The fact that you're writing about those memories means they're well and truly 'embedded' in your memory banks and you'll have them forever. Big Up to your Nana and Bampap for putting them there in the first place. Good Weekend to you, Sir.

Steve said...

Nana Go-Go: thank you, good madam.

the fly in the web said...

By the time you get old (you know, past forty) those memories will become as sharp as clear glass.

I've just remembered being taken to Wandsworth gasworks to sniff the coke exhaust by the a cousin when I had whooping cough when staying with her family.
Think the idea was kill or cure.

Steve said...

the fly in the web: I am, alas, already past forty...

Unknown said...

Ah Steve, the older we get, the harder it gets to part with memories from our childhood, the more we resist the change... fact : ) x

Steve said...

Hannah: can't argue with that!

The Sagittarian said...

This post struck a chord with me, not least because we have lost so many buildings that it is hard to even recall what was where!!
I too recall being left for probably days in cars while parents and grandparents were just going to be 5 minutes....

John Going Gently said...

steve as GB states the writer is within you!

libby said...

I loved that old building.....I walked past it every day to school..and now I! Drive past the new one every week and feel just like you do steve.......you were lucky to have such loving grandparents in your early years.

Being Me said...

That is gorgeous. All gorgeous. I visited Colas Mews the first (and second, come to think of it!) time I visited London. I've grown up hearing about it, it's where my Dad lived with his parents before coming out here when he was 11. Amazingly, only the wall where a photo of him of about 3-4yrs old remains. The rest, like in the case of your Maltings buildings, is unrecognisable - demolished and replaced with dwellings that look fine... but clearly have little to no character. (Or is it just our memories or fondness for a place the "thing" that creates the character/attachment to the old bricks and mortar that stood there??)

Steve said...

Amanda: kids do really have a different perception of time...I try and remember that wih my own kids.

John: or the trickster.

Libby: the old building was fabulous though I had no idea of the history behind it at the time.
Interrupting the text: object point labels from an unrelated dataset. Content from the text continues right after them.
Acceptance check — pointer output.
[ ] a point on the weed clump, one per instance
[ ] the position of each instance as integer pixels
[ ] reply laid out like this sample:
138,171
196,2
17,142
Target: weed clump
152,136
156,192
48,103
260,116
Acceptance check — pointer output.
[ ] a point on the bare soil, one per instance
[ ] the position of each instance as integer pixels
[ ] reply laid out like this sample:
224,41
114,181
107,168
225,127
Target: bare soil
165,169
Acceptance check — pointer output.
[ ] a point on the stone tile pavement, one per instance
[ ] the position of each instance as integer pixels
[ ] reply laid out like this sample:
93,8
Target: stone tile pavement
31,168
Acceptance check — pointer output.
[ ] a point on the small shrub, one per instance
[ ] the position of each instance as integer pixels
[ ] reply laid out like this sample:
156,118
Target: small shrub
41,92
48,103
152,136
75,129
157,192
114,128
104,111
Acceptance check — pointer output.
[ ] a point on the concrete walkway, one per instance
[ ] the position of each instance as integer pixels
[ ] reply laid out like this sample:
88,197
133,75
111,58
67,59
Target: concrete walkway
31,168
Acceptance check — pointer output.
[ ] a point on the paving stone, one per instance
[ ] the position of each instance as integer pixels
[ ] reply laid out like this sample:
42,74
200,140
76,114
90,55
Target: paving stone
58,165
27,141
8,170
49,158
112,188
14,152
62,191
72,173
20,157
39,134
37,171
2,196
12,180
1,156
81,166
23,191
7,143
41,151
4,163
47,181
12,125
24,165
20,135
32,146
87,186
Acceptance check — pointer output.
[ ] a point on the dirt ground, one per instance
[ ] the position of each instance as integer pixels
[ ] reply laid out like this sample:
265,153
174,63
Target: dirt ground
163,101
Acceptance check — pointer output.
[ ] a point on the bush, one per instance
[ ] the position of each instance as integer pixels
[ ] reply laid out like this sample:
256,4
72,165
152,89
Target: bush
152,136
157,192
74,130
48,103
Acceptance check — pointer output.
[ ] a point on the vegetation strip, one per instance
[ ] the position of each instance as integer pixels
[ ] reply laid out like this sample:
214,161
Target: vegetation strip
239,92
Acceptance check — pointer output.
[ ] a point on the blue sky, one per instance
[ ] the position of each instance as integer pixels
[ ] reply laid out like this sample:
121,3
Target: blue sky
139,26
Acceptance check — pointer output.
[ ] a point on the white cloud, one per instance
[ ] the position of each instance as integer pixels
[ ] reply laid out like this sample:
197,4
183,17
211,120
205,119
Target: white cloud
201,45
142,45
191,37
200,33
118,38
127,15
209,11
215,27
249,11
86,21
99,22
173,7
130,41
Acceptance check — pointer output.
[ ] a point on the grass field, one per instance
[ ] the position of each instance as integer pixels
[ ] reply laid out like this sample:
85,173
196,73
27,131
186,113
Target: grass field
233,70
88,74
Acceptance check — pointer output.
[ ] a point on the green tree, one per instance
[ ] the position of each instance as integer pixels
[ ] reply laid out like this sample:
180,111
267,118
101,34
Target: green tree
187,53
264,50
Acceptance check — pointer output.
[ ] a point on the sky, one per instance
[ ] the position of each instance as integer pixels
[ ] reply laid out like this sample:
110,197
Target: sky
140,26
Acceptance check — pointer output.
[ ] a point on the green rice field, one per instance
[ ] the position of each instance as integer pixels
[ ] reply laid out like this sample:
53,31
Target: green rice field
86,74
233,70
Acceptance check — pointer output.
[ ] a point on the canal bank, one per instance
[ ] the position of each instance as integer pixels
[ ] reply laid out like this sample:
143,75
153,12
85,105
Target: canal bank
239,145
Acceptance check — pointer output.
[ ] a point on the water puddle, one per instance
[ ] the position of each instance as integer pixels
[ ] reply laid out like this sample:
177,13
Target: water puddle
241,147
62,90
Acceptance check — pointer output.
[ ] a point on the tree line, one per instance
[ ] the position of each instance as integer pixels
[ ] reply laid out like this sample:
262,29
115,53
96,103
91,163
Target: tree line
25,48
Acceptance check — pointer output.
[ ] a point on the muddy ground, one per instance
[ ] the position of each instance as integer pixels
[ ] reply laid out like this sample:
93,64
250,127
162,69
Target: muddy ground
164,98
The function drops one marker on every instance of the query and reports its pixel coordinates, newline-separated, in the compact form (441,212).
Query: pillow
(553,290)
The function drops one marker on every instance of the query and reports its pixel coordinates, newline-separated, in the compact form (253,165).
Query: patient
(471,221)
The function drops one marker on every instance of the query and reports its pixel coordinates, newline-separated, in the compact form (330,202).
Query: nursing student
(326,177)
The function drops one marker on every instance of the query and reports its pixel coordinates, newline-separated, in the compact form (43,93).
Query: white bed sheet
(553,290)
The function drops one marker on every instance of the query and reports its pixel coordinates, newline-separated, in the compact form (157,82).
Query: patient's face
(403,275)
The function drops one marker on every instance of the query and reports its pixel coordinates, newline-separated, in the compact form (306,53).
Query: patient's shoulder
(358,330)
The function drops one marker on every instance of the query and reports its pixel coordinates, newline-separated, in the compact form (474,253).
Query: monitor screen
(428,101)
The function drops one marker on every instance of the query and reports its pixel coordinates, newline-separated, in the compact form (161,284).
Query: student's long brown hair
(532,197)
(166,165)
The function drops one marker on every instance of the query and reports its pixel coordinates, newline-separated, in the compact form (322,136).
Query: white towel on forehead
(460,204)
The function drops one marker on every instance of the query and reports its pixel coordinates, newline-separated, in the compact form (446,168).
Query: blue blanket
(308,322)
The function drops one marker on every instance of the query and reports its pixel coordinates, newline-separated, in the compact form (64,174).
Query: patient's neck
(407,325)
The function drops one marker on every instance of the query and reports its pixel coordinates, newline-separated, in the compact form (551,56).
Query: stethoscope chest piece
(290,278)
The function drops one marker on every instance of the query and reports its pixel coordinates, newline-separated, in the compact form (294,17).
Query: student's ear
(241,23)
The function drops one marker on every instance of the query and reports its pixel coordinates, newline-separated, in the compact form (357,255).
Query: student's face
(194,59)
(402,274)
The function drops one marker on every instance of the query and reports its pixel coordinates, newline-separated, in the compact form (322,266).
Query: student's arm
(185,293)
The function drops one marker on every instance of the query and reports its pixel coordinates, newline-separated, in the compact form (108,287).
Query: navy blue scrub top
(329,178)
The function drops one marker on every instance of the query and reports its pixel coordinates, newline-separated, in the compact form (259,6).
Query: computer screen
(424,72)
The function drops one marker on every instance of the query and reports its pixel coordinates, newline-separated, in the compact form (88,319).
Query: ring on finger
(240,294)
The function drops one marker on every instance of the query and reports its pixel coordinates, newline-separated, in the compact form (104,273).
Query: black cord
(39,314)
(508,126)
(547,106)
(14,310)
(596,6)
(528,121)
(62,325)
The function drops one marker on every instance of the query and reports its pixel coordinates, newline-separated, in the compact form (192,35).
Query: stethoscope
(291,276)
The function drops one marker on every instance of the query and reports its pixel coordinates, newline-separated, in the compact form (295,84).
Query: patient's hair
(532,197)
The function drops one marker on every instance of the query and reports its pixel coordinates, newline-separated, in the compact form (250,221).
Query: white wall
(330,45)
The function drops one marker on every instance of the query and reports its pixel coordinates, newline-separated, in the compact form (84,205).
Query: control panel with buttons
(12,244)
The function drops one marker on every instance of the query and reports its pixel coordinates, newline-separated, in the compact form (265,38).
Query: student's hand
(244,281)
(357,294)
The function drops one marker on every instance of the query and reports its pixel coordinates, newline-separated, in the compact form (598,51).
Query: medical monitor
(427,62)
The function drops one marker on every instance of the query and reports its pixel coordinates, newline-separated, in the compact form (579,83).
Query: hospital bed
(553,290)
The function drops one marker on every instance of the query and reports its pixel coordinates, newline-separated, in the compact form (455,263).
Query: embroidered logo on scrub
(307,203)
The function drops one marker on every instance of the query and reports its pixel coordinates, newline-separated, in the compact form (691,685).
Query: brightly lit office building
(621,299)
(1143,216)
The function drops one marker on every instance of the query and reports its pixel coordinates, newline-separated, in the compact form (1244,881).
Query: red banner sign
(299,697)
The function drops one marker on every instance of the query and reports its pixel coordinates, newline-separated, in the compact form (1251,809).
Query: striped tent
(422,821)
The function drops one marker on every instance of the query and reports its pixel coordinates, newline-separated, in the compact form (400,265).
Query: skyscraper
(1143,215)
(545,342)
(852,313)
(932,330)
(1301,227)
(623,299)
I'm just glad I got to see inside it a bit too.

Being Me: so much of the new is just too clean - clean lines, clean style, clean rendering - the character of a building is in the little blemishes and the dirt and the functionality over pure aesthetics.

Being Me said...

Agree!

Steve said...

Being Me: yer a pal!

Katriina said...

Sometimes the actual bricks and mortar of a place are the one thing that can trigger childhood memories that hidden in one's subconscious. Without those physical reminders it can feel as though certain memories are condemned to remain beyond reach. A couple of years ago my siblings and I made a kind of pilgrimage to the small town where our grandparents once lived, to find their old house. We had so many memories of spending time there, but time had blurred everything. The house was still there, but had been sadly neglected and was a shell of its former self, and the wonderful garden we remembered had vanished as though it had never existed. The house was still there but its soul had gone.

Steve said...

Katriina: I think you allude to a simple truth - buildings have souls and a presence and a memory of their own. But without the shell of them there are no ghosts left beind.

Nota Bene said...

What fabulous memories...these days it would still be standing converted into trendy designer flats....

Steve said...

Nota Bene: yup... which I'd never be able to afford.

About Last Weekend said...

Its much more beautiful as it was, bampaps and all. My brother always used to push me over the fence to a high tree to knick the neighbours fruit - until one day I fell off and broke my arm. Course he was the first to scarper inside, stinkbum

Steve said...

About Last Weekend: plainly it is the noble office of brothers to provide such service to their sisters.